“Smoking cigarettes / and watching Captain Kangaroo / that fabled damned of nations / prophecy come true . . .” What to do in 1966, the year that Allen Ginsberg wrote this line, in his poem “Wichita Vortex Sutra,” while watching neighbors and classmates drafted and wrenched into a senseless and ceaseless war, when there was nothing left to do? Collaging musings and snippets of radio on a tape recorder while traveling westward, the remainder of the poet’s vortex swayed away from Kansas toward the Bay area, with writers Michael McClure and Charles Plymell and artists Bruce Conner and Robert “Bob” Branaman among them.
Branaman cultivated a style of arranging words and images on film, canvas, and paper, and collaborated with William S. Burroughs and Ginsberg, among many others, though without reaching their level of renown. His early exhibitions at San Francisco’s legendary artist-run Batman Art Gallery and work with the Rat Bastard Protective Association uniquely positioned him to be both contributor to and chronicler of Beat history.

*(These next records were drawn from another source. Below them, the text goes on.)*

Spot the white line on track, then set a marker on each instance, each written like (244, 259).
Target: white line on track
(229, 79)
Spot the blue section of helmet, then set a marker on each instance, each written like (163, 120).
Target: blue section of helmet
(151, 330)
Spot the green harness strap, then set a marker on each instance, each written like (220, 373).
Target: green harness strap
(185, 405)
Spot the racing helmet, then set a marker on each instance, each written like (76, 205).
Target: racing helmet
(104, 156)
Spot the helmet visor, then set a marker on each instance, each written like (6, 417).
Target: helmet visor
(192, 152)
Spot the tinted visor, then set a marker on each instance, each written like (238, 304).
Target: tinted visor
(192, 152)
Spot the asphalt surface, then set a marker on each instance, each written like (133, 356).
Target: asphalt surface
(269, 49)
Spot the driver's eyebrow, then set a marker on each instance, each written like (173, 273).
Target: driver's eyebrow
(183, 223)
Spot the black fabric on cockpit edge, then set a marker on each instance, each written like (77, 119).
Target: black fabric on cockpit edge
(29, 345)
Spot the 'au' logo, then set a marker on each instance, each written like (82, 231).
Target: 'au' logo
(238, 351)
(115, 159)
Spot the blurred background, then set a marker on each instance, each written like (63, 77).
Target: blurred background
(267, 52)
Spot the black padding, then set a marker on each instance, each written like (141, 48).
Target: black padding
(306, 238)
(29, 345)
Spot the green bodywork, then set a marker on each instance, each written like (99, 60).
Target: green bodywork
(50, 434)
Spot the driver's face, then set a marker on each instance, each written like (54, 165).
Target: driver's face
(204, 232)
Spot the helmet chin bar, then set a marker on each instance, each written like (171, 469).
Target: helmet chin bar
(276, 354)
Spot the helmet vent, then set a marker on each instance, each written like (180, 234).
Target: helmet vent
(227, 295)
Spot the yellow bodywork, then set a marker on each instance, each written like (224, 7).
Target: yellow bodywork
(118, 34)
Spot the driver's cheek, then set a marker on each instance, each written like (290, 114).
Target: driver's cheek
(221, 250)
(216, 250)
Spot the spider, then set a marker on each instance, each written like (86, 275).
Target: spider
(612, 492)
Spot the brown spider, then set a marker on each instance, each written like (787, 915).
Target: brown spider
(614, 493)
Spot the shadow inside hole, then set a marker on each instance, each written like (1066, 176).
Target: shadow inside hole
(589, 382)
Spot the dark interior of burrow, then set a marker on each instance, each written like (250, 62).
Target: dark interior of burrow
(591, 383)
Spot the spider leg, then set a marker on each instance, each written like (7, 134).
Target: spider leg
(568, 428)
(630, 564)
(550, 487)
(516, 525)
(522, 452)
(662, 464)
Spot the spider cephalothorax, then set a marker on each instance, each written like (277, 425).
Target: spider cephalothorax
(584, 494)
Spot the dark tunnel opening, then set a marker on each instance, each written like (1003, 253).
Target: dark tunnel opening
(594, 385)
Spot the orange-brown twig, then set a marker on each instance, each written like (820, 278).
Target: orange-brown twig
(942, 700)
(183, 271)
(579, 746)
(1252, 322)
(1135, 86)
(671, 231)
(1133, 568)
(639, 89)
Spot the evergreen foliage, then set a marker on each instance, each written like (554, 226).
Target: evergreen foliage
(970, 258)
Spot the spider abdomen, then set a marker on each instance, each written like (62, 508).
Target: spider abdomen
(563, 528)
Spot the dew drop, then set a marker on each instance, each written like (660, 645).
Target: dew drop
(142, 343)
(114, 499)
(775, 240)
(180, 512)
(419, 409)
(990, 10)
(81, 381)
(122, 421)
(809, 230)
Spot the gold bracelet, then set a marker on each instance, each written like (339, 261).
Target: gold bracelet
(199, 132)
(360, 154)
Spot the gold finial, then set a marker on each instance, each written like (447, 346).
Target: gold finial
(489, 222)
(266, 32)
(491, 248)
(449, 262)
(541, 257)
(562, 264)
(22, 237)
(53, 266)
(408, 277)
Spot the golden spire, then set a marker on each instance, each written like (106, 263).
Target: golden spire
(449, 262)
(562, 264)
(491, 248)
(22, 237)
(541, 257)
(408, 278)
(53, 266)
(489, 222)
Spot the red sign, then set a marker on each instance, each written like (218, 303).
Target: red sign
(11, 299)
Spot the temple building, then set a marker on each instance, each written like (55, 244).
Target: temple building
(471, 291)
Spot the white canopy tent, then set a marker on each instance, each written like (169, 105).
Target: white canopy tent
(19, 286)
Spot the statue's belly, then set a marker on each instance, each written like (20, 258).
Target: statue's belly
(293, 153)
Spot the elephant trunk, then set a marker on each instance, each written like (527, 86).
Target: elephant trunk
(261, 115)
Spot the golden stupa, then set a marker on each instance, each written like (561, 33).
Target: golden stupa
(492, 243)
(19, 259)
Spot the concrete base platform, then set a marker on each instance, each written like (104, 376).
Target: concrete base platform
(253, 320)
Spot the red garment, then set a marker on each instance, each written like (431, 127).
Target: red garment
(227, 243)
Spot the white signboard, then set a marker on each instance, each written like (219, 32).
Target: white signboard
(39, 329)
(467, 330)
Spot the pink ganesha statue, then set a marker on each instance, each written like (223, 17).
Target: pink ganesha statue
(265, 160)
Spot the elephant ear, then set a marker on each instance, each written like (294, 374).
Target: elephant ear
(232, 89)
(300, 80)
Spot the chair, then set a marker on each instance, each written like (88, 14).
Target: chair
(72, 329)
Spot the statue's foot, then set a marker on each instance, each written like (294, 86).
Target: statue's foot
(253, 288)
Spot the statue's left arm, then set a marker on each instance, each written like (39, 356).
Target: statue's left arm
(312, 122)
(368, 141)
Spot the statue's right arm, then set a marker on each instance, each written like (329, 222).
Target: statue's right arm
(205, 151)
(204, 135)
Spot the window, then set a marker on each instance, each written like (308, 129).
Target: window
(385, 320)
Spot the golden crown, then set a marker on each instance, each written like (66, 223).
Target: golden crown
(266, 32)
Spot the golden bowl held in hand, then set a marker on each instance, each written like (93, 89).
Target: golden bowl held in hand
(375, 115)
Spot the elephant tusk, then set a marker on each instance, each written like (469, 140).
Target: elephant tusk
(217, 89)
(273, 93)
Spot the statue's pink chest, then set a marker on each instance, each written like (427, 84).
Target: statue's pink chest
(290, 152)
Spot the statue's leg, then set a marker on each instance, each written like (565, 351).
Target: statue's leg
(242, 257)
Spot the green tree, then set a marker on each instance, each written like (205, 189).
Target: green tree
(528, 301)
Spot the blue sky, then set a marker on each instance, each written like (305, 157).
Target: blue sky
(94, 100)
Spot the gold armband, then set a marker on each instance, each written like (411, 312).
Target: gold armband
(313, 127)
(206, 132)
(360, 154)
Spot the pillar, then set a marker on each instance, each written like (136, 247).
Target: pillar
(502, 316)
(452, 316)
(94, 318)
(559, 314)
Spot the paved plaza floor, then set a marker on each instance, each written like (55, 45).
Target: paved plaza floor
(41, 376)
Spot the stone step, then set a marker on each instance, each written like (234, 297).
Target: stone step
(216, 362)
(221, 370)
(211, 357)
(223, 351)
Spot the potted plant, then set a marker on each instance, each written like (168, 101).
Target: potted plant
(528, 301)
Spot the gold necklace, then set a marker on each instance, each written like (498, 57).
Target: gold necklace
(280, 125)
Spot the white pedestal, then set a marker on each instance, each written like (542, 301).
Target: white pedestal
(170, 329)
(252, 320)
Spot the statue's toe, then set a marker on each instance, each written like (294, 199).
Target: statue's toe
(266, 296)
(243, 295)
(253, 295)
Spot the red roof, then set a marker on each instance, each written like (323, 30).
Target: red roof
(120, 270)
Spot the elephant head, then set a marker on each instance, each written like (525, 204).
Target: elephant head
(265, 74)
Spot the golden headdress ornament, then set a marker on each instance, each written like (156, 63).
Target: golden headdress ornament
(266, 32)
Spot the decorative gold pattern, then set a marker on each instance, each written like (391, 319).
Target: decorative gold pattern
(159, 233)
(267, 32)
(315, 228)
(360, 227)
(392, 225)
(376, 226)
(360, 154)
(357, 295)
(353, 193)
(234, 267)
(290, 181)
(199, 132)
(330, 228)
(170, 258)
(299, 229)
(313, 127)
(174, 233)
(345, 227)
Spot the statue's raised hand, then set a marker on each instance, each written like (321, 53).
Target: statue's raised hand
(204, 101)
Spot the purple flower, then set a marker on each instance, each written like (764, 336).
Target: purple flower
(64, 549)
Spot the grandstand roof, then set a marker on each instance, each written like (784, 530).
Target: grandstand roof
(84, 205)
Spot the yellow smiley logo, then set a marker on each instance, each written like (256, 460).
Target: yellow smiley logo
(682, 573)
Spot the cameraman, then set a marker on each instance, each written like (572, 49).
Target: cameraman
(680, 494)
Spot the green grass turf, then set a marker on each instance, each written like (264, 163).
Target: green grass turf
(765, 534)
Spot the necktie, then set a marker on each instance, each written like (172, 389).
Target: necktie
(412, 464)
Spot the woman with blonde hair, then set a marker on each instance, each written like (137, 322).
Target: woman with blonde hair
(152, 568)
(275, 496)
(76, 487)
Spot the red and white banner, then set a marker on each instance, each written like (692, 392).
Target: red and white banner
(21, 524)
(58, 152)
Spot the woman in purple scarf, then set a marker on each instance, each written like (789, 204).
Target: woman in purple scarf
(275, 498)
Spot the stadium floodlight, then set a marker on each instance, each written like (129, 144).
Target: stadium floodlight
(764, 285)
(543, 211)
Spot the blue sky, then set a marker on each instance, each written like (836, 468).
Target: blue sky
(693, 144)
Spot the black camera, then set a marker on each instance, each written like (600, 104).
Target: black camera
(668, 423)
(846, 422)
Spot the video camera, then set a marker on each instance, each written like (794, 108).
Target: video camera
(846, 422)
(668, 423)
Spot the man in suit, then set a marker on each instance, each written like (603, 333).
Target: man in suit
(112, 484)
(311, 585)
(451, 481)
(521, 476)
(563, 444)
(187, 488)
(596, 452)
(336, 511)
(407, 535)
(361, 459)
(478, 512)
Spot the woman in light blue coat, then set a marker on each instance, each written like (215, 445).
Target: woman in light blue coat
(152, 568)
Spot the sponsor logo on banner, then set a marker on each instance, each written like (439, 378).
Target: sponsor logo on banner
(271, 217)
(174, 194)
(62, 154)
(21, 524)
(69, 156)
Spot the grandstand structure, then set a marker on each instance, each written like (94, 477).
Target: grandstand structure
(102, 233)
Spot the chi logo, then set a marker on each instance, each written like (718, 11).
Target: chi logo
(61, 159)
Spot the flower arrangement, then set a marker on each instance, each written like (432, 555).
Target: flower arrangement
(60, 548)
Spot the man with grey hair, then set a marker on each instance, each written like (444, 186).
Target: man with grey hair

The works on view here span the 1960s to the 1990s and include a library of collaged journals and printed matter—the tie-dye-covered Young Stuff, 1998, made thick with taped photographs of his wives, friends, and hastily photocopied pinups or fliers—all protected by a handcrafted, ornately beaded aura duster. There are also found-object collages, displays delicately constructed out of bottle caps, shredded dollar bills, and angelic dolls powdered a ghoulish white. The gallery’s back room is a re-creation of his garage studio, showing paintings at various stages of completion, one of which was featured in early scenes of Oliver Stone’s The Doors (1991), among exquisite porcelain masks and found photographs. A practitioner of Qigong and the Arica system of meditation, Branaman left the psychedelic tendencies of the ’60s far behind, but their spiritual promiscuity still germinates here.